宵の花嫁ー帝都婚姻録ー

「まあいいや。会議が終わったら帰るよ」
「私は会議に入らないのですか」
「入れない。陰陽寮の機密だから」
「では、どうして連れてきたのですか」

 そう問うと、宵は顔だけ振り返った。

「置いておく方が、危ないから」

 その言葉に、透子の胸の中が小さく波立つ。

「……例の事件ですか」
「八重さんから聞いた?」
「いいえ。女中たちの話を」
「口止めしたのに」

 宵は面倒そうに眉を寄せた。けれど次の瞬間には諦めたように肩を竦める。

「そう。君が次の標的になるかもしれない」
「なぜ、私が」
「南雲家の花嫁だから」

 宵は淡々と言う。

「では、昨日の夜のは――」

 口にした瞬間、自分でもしまったと思った。
 宵の目が鋭く細められる。

「……何で知ってるの」
「え?」
「告発文の話は、君にしていない」

 透子は言葉に詰まった。
 聞いたわけではないし、見たわけでもない。
 ただ昨夜、宵の周囲にまとわりつく見慣れない色を見たのだ。

 それは宵自身の感情ではなかった。

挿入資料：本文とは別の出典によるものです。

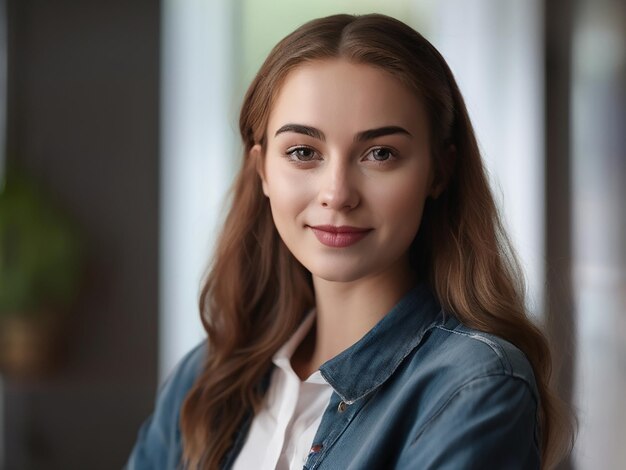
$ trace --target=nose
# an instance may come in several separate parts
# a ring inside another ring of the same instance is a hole
[[[349,163],[329,163],[321,176],[318,200],[322,207],[337,211],[351,210],[359,205],[360,197]]]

誰かから向けられた悪意。鋭く尖った黒が、離れようとせず彼の周囲へまとわりついていた。
 警戒とも苛立ちとも違う。まるで外から投げつけられたもののような色だった。

 だから、何かがあったのだと思ったのだ。
 脅しなのか、警告なのか、そこまでは分からない。けれど穏やかな出来事ではないことだけは見て取れた。
 それをどう説明すればいいのか、透子には分からなかった。

「花嫁さん」

 宵が一歩近づく。

「君、何が見えてる?」

 甘い声だった。けれど逃げ道を与えない声でもあった。
 透子は唇を噛む。
 言いたくない。こんな力、役に立たない。気味が悪いと思われるだけだ。そう思いながら生きてきた。
 それでも、宵の視線からは逃げられなかった。

「……孤独が」
「何?」
「人の、孤独や痛みのようなものが、色で見えます」

 宵は黙っていた。
 透子は勇気を振り絞るように続ける。

「本当の心が読めるわけではありません。何を考えているかも分かりません。ただ、どこが痛いのか、どれくらい独りなのかが……少しだけ」

 言い終えた途端、急に怖くなった。
 宵は何も言わない。その沈黙が余計に不安を煽る。
 透子はぎゅっと指を握り締めた。